Remuneration decisions should only be made based on the guidelines outlined in policies and instructions. Discrimination related to factors like race, gender, age, religion or ethnic affiliation are under no circumstances allowed.

The remuneration to the senior executives and employees normally consists of:

• Fixed salary
• Short-term variable remuneration paid in cash (key employees)
• The possibility of participation in long-term incentive plans (key employees)
• Pension and other customary benefits

Fixed Base Salary shall consist of a fixed annual salary which should remunerate for the role and position and is impacted by job complexity, responsibility, performance and local market conditions and to what extent it contributes to reaching the business objectives. As the fixed salary shall reflect the performance of the senior executive it is individual and differentiated.

Short-term variable remuneration shall be based on the achievement of predetermined set targets and the variable remuneration shall have a predetermined ceiling. The result must be linked to measurable goals. No compensation can be paid if there is no clear connection to the goals being achieved.

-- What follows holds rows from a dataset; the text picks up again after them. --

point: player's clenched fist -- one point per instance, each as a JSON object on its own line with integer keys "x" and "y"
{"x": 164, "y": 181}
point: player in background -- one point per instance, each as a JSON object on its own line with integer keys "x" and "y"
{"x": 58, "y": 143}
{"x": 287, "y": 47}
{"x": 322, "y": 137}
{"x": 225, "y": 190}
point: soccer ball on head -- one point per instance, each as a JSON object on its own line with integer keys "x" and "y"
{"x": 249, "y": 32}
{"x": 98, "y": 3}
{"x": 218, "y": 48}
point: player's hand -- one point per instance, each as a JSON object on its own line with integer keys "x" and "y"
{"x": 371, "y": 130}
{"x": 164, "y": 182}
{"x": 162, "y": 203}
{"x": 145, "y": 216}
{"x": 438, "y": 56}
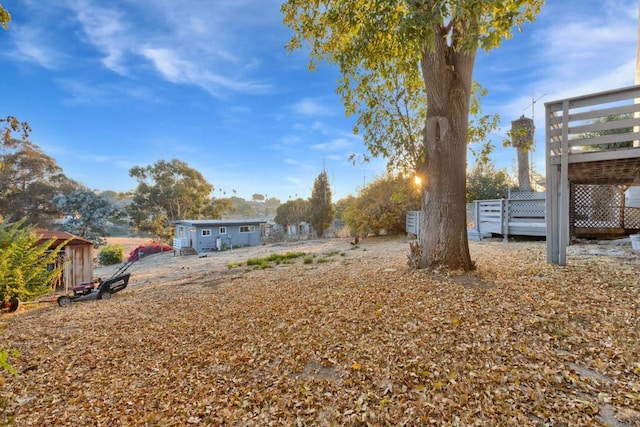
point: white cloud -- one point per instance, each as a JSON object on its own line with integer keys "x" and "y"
{"x": 311, "y": 107}
{"x": 334, "y": 145}
{"x": 30, "y": 46}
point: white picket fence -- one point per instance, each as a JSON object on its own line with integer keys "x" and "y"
{"x": 522, "y": 214}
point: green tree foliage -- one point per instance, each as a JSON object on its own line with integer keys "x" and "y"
{"x": 28, "y": 177}
{"x": 222, "y": 206}
{"x": 25, "y": 267}
{"x": 111, "y": 254}
{"x": 87, "y": 214}
{"x": 381, "y": 206}
{"x": 243, "y": 207}
{"x": 484, "y": 182}
{"x": 393, "y": 44}
{"x": 293, "y": 212}
{"x": 320, "y": 206}
{"x": 168, "y": 191}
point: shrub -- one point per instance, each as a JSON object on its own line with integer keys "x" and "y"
{"x": 145, "y": 250}
{"x": 23, "y": 264}
{"x": 111, "y": 254}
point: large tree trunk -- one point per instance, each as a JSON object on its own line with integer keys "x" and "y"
{"x": 443, "y": 236}
{"x": 522, "y": 139}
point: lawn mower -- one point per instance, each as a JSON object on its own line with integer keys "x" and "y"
{"x": 100, "y": 289}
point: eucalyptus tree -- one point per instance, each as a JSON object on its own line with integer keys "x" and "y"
{"x": 321, "y": 210}
{"x": 385, "y": 46}
{"x": 168, "y": 191}
{"x": 87, "y": 214}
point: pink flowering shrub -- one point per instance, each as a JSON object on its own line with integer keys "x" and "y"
{"x": 150, "y": 248}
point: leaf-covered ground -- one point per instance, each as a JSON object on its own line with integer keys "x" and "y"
{"x": 354, "y": 340}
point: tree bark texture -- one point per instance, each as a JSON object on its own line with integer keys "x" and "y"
{"x": 448, "y": 76}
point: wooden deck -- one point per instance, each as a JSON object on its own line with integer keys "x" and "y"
{"x": 591, "y": 139}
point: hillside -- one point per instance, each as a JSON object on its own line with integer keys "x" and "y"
{"x": 352, "y": 338}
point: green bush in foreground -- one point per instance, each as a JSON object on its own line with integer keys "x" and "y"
{"x": 111, "y": 254}
{"x": 266, "y": 262}
{"x": 25, "y": 271}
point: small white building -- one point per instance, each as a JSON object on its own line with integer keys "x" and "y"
{"x": 207, "y": 235}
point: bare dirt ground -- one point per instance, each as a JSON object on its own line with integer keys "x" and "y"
{"x": 167, "y": 267}
{"x": 353, "y": 338}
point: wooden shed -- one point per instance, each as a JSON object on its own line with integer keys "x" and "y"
{"x": 78, "y": 252}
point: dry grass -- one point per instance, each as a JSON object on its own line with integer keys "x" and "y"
{"x": 354, "y": 340}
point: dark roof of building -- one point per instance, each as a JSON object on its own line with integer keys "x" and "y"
{"x": 218, "y": 222}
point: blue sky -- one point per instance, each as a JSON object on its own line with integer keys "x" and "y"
{"x": 110, "y": 85}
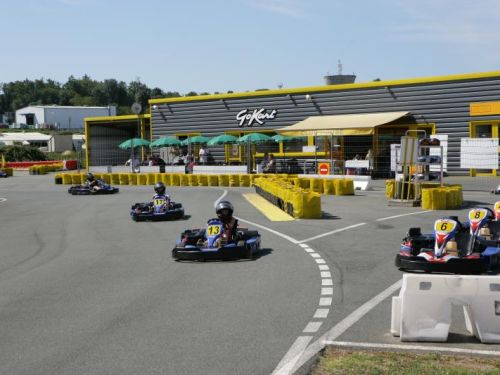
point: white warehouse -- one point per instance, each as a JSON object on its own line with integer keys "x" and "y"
{"x": 59, "y": 117}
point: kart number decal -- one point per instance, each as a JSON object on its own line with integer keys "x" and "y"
{"x": 444, "y": 226}
{"x": 477, "y": 214}
{"x": 159, "y": 202}
{"x": 213, "y": 230}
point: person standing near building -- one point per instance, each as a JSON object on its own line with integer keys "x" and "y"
{"x": 203, "y": 155}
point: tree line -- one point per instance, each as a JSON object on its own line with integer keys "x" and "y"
{"x": 80, "y": 92}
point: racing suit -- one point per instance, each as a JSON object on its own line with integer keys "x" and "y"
{"x": 165, "y": 197}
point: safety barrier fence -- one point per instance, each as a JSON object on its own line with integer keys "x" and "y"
{"x": 318, "y": 185}
{"x": 45, "y": 168}
{"x": 295, "y": 201}
{"x": 8, "y": 170}
{"x": 422, "y": 311}
{"x": 434, "y": 196}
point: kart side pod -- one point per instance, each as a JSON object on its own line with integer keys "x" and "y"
{"x": 422, "y": 311}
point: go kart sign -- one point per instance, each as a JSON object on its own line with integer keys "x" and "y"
{"x": 247, "y": 117}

A short-term program with variable pay aims to ensure the company's long-term sustainability and a maximum cost including social charges for variable remuneration may not exceed the fixed remuneration to the company’s senior executives.

Long-term incentive plans may be introduced for some of its employees to create confidence in and commitment to the Group’s long-term financial performance. Set up of long term incentive plan is proposed by the Board and decided upon in the Annual General Meeting.

Pension and other customary benefits aim at ensuring senior executives and employees an appropriate standard of living after retirement as well as personal insurance during employment. Pension and insurance provisions are in accordance with local laws, regulations and market practice either collectively agreed schemes or company determined schemes, or a combination thereof.

Other benefits shall be customary and facilitate that the senior executives and employees can carry out their duties, for example a company car in accordance with Company Car Policy, health care and health care insurance.

Notice of termination and severance pay

The maximum notice period in any senior executive’s contract is generally 6 months, and for CEO twelve months, during which time salary payment will continue.

Employees’ notice of termination will follow local laws or collective agreements where applicable. Severance pay should not transcend the equivalence of the employee’s notice period.

FULL SET OF DOCUMENTS

The annual report and the complete proposals and statements of the board in accordance with the Swedish Companies Act, including auditor’s statements, will be held available at the company’s office at the address above and on its website no later than three (3) weeks before the annual general meeting. Copies of these documents will also be sent to shareholders who so requests and notifies the company of their postal address. The nomination committee’s proposals and its motivated statement will be available at the company’s website. The board’s proposals, The Remuneration report and The board’s proposal regarding remuneration guidelines for the group management as well as the auditor’s report on the application, information on the members of the board and the auditor will be made available at the same location.